从理论上讲,一个国家的工业化必须有一定人口从事农业生产,农区的存在和整个国家或某个经济区域的工业化并不冲突,农区并不一定是和传统农业文明相对应的一个概念,农区农业的现代化和区域经济的整体工业化完全可以统一起来。然而,在社会转型的初期,经营农业很难获得社会的平均利润率,农业部门自然很难吸引包括资本和劳动力在内的经济要素,农区从事农业生产本应该具有的比较优势就不复存在;在现行的分税制条件下,农区政府靠农业产业很难获得足够的财政收入,这就是农区地方政府工业化冲动的内在动因。可以说,农区政府在政府间竞争条件下必须推动本地区的工业化,现行的分权财政体制更加剧了这种工业化冲动。

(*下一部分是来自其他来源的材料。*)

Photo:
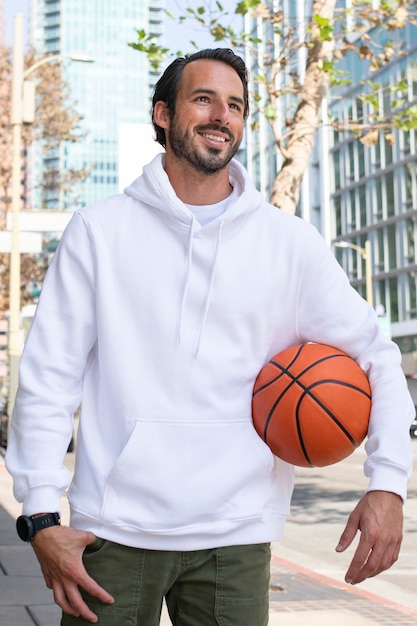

然而,在传统农区,传统的农耕文化、整个国家的粮食安全、18亿亩耕地红线、正在上升的劳动力成本、环境和资源因素等,都构成传统农区工业化进程的制约因子,现行财政制度更加剧了传统农区工业化的难度。可以说,农区工业化并非一帆风顺。
游牧文明(采集和狩猎文明)向农耕文明的变迁,农耕文明向工业文明的转化,工业文明向信息文明的演进,都伴随着财政制度的进化。从财政收入一翼来看,从贡赋到丁役,从土地、丁税到工商杂税,再到工业化时期的工商税收、所得税,从实物征收到货币征收,财政收入形式和渠道随着人类生产方式的进步而不断进化;从财政支出的一翼来看,从支出于“私”(王室宫廷)到支出于“公”(基础设施和社会保障),到影响宏观经济运行,财政变革无时不在进行。研究证明,工业化转型必然伴随着财政制度的转型,即收入方面的取之于“农”向取之于“工”转化、取之于“乡”向取之于“城”转化;在支出方面,由支之于“工”向支之于“农”转变、支之于“城”向支之于“乡”转变。在这一过程中财政的公共化取向日益突出,工业与农业、城市与乡村在财政收支上的权利与义务对等,不同经济体和人群作为纳税人可以享受相同的国民待遇。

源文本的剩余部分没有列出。